Britain and EU close to new ‘mini-deal’ on
post-Brexit trade in Northern Ireland
Mood music on both sides improving as negotiators
prepare for intensified talks.
BY CRISTINA
GALLARDO AND ESTHER WEBBER
JANUARY 13,
2023 2:21 PM CET
LONDON —
Britain and the EU are close to resolving another key area of dispute over
post-Brexit trade in Northern Ireland, as the two sides prepare to enter
intensified talks next week.
Negotiators
are finalizing a solution to a long-standing legal row over Tariff Rate Quotas
(TRQs) which has prevented Northern Ireland benefiting from reduced U.K. import
tariffs on products such as steel, according to three people familiar with the
talks.
British
steel producers were furious at having to pay a 25 percent tariff last year to
sell certain construction products into Northern Ireland, after EU quotas for
global imports ran out earlier than expected. The issue had also enraged
Northern Ireland’s Democratic Unionist Party (DUP), which opposes the existing
post-Brexit agreement because it treats the region differently to the rest of
the U.K.
An
agreement on TRQs would be the latest step forward following another
‘mini-deal’ over data sharing earlier this week, and suggests the bitter
EU-U.K. row over the Northern Ireland protocol, a key element of the Brexit
divorce deal, could be nearing an end.
“We’ve
entered a new dynamic that I believe will yield a positive result,” an EU
official said. “I don’t think it will fail. The change in the British attitude
was already clear, and it’s been confirmed. There is a willingness to find
solutions quickly.”
EU and U.K.
officials are now immersed in a “scoping exercise” to test the limits of each
another’s positions and assess whether technical solutions exist for every
disputed aspect of the protocol.
That
exercise could go on as late as Sunday, officials said, and — if successful —
might pave the way for an announcement on Monday that the two sides are
entering the “tunnel” — a period of quiet, highly-intensified negotiations
between senior political leaders.
European
Commission Vice President Maroš Šefčovič and British Foreign Secretary James
Cleverly are due to meet in person in Brussels on Monday to discuss the latest
steps forward, while British and Irish officials will hold talks in Dublin
later next week.
A diplomat
from an EU country said that following a deal earlier this week on the use of a
live information system detailing goods moving from Great Britain to Northern
Ireland, the two sides aim to keep picking off “low-hanging fruit” in the hope
this will create “political momentum” for an over-arching deal.
To that
end, the negotiating teams have also made progress in the area of customs,
officials on both sides said, although the U.K. does not believe all issues
have yet been resolved.
The EU has
made concessions regarding its processes on exports from Northern Ireland to
Great Britain, a British official said, but the U.K. is still pushing for
further changes.
Shanker
Singham, a former senior Brexit adviser to the U.K. government, said other
potential "quick wins" might include making it easier for traders to
get onto the U.K. Trading Scheme, which regulates goods that originate in Great
Britain but are not considered to be at risk of entering the EU single market
from Northern Ireland.
Another, he
suggested, would be to reopen the Authorised Trader Scheme, which allows
certain companies such as supermarkets and their trusted suppliers to move goods
from Great Britain to Northern Ireland without the need for official
certification.

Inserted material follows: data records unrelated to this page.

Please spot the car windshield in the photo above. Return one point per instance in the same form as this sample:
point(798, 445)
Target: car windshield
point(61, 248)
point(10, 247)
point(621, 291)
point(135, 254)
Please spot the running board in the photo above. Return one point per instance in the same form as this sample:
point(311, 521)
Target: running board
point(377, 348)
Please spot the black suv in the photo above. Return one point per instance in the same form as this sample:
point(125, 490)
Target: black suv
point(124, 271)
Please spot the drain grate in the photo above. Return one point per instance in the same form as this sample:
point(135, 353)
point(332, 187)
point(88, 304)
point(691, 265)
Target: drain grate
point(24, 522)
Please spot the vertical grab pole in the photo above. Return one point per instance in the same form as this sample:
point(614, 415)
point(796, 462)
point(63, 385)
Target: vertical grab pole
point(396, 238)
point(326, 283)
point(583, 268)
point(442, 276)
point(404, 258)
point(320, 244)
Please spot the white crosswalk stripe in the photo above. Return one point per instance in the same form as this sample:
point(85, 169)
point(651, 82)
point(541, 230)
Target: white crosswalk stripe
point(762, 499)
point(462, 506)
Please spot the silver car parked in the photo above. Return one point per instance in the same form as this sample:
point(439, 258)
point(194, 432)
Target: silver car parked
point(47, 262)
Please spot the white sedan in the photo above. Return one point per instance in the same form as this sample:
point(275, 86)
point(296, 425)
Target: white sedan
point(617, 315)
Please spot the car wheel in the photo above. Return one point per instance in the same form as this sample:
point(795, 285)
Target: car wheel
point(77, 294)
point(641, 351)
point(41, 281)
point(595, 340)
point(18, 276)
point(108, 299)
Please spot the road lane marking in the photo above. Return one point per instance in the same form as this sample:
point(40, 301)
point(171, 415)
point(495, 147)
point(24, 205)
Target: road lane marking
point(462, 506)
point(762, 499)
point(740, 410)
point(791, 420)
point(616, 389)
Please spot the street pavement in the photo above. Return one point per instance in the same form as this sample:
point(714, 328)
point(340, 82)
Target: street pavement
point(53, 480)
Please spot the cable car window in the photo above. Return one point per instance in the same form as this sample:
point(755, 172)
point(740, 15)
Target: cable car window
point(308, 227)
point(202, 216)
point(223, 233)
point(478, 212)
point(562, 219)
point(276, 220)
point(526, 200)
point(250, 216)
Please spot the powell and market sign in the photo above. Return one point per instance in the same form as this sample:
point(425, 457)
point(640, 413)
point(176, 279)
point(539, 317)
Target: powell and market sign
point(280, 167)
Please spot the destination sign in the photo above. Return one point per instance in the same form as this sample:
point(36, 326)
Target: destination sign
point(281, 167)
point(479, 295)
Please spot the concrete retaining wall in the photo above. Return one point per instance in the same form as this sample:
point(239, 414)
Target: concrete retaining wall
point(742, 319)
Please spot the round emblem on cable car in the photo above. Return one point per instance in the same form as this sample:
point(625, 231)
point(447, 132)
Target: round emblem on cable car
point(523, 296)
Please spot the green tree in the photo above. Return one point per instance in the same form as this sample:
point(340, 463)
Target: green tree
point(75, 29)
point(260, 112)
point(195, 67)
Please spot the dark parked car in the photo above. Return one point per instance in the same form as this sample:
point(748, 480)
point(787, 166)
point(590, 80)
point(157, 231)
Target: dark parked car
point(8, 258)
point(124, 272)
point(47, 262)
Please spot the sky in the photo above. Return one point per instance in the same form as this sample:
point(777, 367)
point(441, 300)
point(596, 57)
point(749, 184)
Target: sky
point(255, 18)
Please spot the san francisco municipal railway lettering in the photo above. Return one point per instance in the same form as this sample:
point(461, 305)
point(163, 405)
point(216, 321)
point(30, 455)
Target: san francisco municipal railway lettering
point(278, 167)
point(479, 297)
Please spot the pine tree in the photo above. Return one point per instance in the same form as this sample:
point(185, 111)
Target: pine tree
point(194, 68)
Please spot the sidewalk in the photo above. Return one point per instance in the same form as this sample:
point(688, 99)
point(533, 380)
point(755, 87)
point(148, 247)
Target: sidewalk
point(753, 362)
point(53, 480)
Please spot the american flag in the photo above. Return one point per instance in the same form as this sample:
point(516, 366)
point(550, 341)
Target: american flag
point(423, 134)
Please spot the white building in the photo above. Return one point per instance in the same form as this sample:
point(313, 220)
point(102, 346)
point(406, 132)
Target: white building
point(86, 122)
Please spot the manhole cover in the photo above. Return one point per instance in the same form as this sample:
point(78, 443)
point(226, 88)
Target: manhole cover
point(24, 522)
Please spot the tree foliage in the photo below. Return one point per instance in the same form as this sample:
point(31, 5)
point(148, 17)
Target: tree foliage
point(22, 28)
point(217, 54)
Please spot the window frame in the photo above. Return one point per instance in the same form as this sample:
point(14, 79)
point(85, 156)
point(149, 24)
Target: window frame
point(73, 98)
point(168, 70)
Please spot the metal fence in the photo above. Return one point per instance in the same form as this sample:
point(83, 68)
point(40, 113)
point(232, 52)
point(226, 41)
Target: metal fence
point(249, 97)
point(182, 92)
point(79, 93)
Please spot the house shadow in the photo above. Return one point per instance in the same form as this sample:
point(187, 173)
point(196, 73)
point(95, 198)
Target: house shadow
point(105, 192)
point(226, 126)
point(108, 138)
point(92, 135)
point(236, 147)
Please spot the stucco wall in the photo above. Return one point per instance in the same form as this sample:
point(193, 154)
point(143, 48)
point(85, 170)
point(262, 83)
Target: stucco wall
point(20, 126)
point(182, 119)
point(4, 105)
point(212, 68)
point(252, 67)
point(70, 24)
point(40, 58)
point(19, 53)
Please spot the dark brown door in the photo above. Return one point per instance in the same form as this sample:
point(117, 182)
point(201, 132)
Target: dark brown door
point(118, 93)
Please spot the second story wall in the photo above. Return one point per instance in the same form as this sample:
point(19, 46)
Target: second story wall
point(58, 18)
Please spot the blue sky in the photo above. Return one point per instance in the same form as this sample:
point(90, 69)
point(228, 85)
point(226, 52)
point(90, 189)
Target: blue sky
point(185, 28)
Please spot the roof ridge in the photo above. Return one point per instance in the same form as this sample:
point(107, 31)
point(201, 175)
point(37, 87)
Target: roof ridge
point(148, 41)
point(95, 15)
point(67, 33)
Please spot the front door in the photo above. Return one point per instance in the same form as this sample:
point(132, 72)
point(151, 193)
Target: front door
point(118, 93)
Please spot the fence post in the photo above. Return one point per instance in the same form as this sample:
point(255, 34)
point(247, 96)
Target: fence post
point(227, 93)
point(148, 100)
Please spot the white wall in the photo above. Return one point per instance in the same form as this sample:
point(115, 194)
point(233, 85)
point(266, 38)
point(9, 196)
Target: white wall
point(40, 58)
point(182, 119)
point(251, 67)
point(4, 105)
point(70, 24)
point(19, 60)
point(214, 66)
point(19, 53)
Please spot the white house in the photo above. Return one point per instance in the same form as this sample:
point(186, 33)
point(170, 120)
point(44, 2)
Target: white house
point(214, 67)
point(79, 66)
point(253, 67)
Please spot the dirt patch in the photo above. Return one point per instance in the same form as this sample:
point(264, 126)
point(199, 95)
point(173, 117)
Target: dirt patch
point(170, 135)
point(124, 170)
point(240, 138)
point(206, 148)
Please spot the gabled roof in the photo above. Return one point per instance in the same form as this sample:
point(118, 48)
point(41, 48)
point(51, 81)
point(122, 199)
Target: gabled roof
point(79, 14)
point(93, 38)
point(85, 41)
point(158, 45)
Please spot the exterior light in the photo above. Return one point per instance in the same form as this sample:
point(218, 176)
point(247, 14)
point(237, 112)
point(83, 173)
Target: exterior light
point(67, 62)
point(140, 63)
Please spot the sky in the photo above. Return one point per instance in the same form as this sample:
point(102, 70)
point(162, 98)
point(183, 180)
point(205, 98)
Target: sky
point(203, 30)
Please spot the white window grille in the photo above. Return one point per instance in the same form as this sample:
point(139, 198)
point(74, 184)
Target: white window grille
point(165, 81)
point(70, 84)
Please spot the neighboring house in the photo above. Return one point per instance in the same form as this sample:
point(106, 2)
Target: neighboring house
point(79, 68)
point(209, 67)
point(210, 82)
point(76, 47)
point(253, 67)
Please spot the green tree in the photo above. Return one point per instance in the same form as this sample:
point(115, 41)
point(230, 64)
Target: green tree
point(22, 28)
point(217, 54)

The scheme has been closed to new entrants since December 2020.
The
elephant in the room
Despite the
positive mood music, however, European diplomats are still fearful of the
political backlash U.K. Prime Minister Rishi Sunak may face internally as a
final deal approaches in the weeks ahead.
One warned
the next phase of talks will generate a “running commentary” that might torpedo
negotiations if Sunak cannot keep the Euroskeptic wing of his Conservative
Party on board.
“The new
prime minister wants to find a solution, but (the U.K.) has lots of internal
difficulties,” the same EU official said.
Speaking on
Friday morning, U.K. Labour leader Keir Starmer urged Sunak to put Northern
Ireland ahead of what he called a “Brexit purity cult” within the Tory party,
and cut a deal.
“There is a
small window of opportunity before April,” Starmer said during a two-day visit
to Belfast, referring to the weeks leading up to April’s 25 anniversary of the
Good Friday/Belfast Agreement that ended mass sectarian violence in Northern
Ireland.
During a
visit to Stormont the previous day, Irish Prime Minister Leo Varadkar warned
that “it is not a given” that a deal on the Northern Ireland protocol would
lead to the restoration of the power-sharing regional executive, given DUP
opposition to many of the proposed solutions.
Singham
predicted it would be difficult to win DUP support unless the final deal allows
Northern Ireland to have at least some control over the rules on goods moving
entirely within the U.K. internal market, and allows the region to either
choose to abide by British regulations or to have some say over those it must
follow.
The U.K.
government has set a deadline of January 19 for the Northern Ireland parties to
form a new power-sharing executive or face another election. That deadline is
now likely to be pushed back a further three months.